Ça commence fort à In Salah. Des photos, des vidéos compromettantes et inquiétantes ont été mises en ligne. Les garanties du gouvernement ne résisteront pas à la vue du scandale qui vient d’éclater et d’éclabousser tous les partis arrimés au pouvoir qui ont joué aux médiateurs respectueux et fraternels.
Des bassins creusés à même le sols remplis par les rejets des solutions chimiques hautement toxiques employées dans la fracturation hydraulique entourent un lieux de l’extraction à quelques encablures d’In Salah. Un des grands bassins écoule son trop-plein de vomi empoisonné sur un autre, le jouxtant, visiblement dépourvu de toile isolante. L’aspect des bassins à ciel ouvert, remplis d’une rinçure épaisse de couleur sombre et moirée, trahit la présence d’un mélange chimique dont on devine le degré de nocivité sur les êtres vivants et sur la nature. Le chantier vient à peine de commencer que déjà les ingrédients s’unissent avec la bénédiction d’Alger pour provoquer le ravage écologique tant redouté.
Le pouvoir est décidé à passer outre la volonté des habitants du sud les plus pacifiques et les moins bruyants du pays. Depuis plus d’un mois, sous un soleil de plomb, hommes et femmes — une première dans le petit univers des sociétés tribales du sud, qui montre le degré de leur détresse, mais aussi de leur maturité — sillonnent les artères de leur oasis pour demander un moratoire et ouvrir un débat national qui permettra de clarifier les conditions de la prospection et de l’exploitation du gaz de schiste dans le sud ou de l’interdire si la volonté populaire l’exige. Ils se sentent aussi humains que les Français qui majoritairement ont refusé le recours au gaz de schiste jugé très nocif pour l’environnement et pour la vie tout court. À l’esprit pacifique de la contestation, les autorités opposent un dédain aristocratique. Une franche indifférence que les relais écornifleurs jouant aux gens du peuple n’arrivent pas à occulter.
Le danger du gaz de schiste est réel, Sonatrach n’a pas les moyens des garanties qu’elle prétend.
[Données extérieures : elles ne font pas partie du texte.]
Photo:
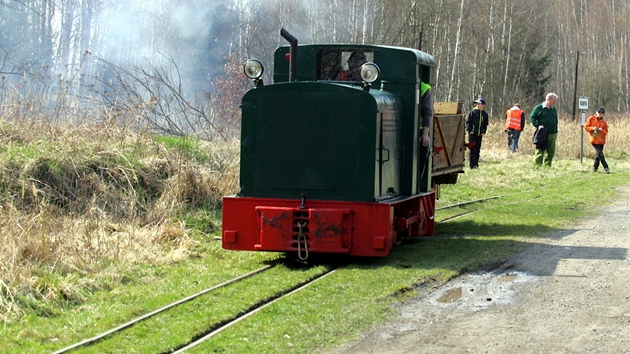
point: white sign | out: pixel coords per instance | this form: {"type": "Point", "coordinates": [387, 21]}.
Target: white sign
{"type": "Point", "coordinates": [583, 103]}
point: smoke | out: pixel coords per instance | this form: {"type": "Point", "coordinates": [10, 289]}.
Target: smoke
{"type": "Point", "coordinates": [180, 34]}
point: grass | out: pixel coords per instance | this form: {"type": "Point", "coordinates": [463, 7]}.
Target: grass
{"type": "Point", "coordinates": [100, 225]}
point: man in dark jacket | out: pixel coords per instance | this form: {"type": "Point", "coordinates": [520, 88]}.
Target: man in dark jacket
{"type": "Point", "coordinates": [476, 125]}
{"type": "Point", "coordinates": [545, 115]}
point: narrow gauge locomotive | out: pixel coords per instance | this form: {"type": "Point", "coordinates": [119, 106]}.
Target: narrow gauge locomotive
{"type": "Point", "coordinates": [333, 166]}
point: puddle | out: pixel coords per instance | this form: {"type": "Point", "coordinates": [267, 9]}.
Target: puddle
{"type": "Point", "coordinates": [482, 289]}
{"type": "Point", "coordinates": [451, 295]}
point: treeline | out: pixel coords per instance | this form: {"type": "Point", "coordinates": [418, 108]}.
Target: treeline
{"type": "Point", "coordinates": [175, 61]}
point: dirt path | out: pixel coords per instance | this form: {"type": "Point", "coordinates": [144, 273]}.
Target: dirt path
{"type": "Point", "coordinates": [568, 293]}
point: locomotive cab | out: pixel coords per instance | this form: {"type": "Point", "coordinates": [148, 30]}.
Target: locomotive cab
{"type": "Point", "coordinates": [329, 160]}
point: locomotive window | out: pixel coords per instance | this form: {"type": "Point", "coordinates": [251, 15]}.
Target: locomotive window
{"type": "Point", "coordinates": [342, 64]}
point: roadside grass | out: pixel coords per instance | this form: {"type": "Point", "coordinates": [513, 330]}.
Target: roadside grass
{"type": "Point", "coordinates": [67, 277]}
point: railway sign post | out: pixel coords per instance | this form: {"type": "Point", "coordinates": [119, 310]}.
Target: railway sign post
{"type": "Point", "coordinates": [583, 106]}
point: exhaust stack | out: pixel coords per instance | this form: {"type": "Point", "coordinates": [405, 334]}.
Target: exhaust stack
{"type": "Point", "coordinates": [292, 53]}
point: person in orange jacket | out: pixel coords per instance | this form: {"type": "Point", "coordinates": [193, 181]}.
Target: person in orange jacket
{"type": "Point", "coordinates": [514, 124]}
{"type": "Point", "coordinates": [598, 130]}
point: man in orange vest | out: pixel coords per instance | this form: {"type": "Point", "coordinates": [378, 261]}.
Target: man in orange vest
{"type": "Point", "coordinates": [514, 123]}
{"type": "Point", "coordinates": [597, 129]}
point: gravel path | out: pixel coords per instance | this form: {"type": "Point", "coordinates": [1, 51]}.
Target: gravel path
{"type": "Point", "coordinates": [567, 293]}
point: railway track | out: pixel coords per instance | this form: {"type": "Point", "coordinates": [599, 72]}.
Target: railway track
{"type": "Point", "coordinates": [216, 327]}
{"type": "Point", "coordinates": [251, 312]}
{"type": "Point", "coordinates": [474, 202]}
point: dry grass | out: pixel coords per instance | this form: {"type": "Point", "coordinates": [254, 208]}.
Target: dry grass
{"type": "Point", "coordinates": [79, 204]}
{"type": "Point", "coordinates": [83, 205]}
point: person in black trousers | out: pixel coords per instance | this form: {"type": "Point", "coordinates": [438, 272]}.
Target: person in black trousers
{"type": "Point", "coordinates": [476, 125]}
Elle est tout sauf une compagnie crédible. Ces premiers bassins sont comme un oiseau de mauvais augure. Nul besoin d’être clerc pour deviner la possibilité d’infiltration à la nappe phréatique et la nécessité pour les ingénieurs de multiplier les bassins pour continuer le déversement des mois à venir. Après un an ou deux, la région d’In Salah sera tellement entachée de bassins maudits que Sonatrach pour créer son propre système des foggaras d’un genre nouveau : les vrais fakakirs de Sellal… La tragédie humaine au Sud algérien se prépare sous nos yeux. La cupidité et la morgue d’Alger n’ont pas de frontières. Plusieurs études scientifiques et de nombreuses sommités mondiales avertissent de ses graves conséquences. La pollution grandeur nature que renvoient les photos représente un bras d’honneur d’Alger à toute la population locale consternée et au-delà. Pendant que le pouvoir, préoccupé par le déclin des réserves et prix du baril, tente de prolonger la vie à sa Corne d’abondance, les habitants du sud, le mors aux dents, inhaleront les émanations toxiques que le soleil du sud fera évaporer des cloaques immondes.
À la vie médiocre et pénible du désert s’ajoute ainsi une menace chimique qui à terme provoquera des maladies et des mutations génétiques et au bout du chemin, un exode massif. Plus le temps passe, plus ils perdent confiance dans le combat. Rien n’attendrira le pouvoir et le jour où les premières victimes commencent à être dévoilées, ils savent que le pouvoir ne reconnaîtra pas sa responsabilité. Ses laquais en livrée compatiront, mais les victimes n’iront pas à Val-de-Grâce. Ou bien, il fera mine d’envoyer avec quelques malades, histoire de mieux abuser les autres dont le nombre est bien plus grand. Que reste-t-il aux gens du sud si pacifiques et si fiers ? L’astre de feu pourrait embraser autre chose que les sales bassins de Sonatrach.